He’s already a phenomenon, this Don Winslow: When his novel “Retribution” was published at the beginning of this year, after reading it, one had the impression that the 61-year-old American writer was letting the real self off the leash, as if it were reactionary Fach his real specialty. In this novel there is no more talk of the horrors of the Mexican drug war, of “Days of the Dead”, the novel with which Winslow suddenly became famous in Germany in 2010; and no more trace of Winslow’s subculture appeal, of the surfers, slackers, dealers and stoners that populate other of his books. “Retribution” is about the war on terror, modern warfare and the technology and handling of new weapon systems, about Rambos, elite soldiers, real men, evil Islamists and no less evil because rich sheikhs.
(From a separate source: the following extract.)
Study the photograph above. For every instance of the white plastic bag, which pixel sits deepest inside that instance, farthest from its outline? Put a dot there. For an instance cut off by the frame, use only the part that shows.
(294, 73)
But instead of following on here, Winslow has changed the subject for his latest novel “Missing New York” (which is no longer published by Suhrkamp but by Droemer for the first time in this country) and has hired a new investigator, Detective Sergeant Frank Decker. He initially does his duty in Lincoln, Nebraska, and is supposed to find a missing seven-year-old named Hailey.

After Winslow had already announced that he would write a whole series of Decker novels, the suspicion arose that “Missing New York” might be too tailored as an overture to the investigator. Fortunately, the novel isn’t. In medias res, it’s about police work when a child disappears. The first 100 pages of this novel are more like a documentary fiction than a thriller. Chapter by chapter, Winslow describes the procedure and experience of the police in such a case: “Almost fifty percent of the children who are killed by kidnappers die in the first hour after they disappear,” it says.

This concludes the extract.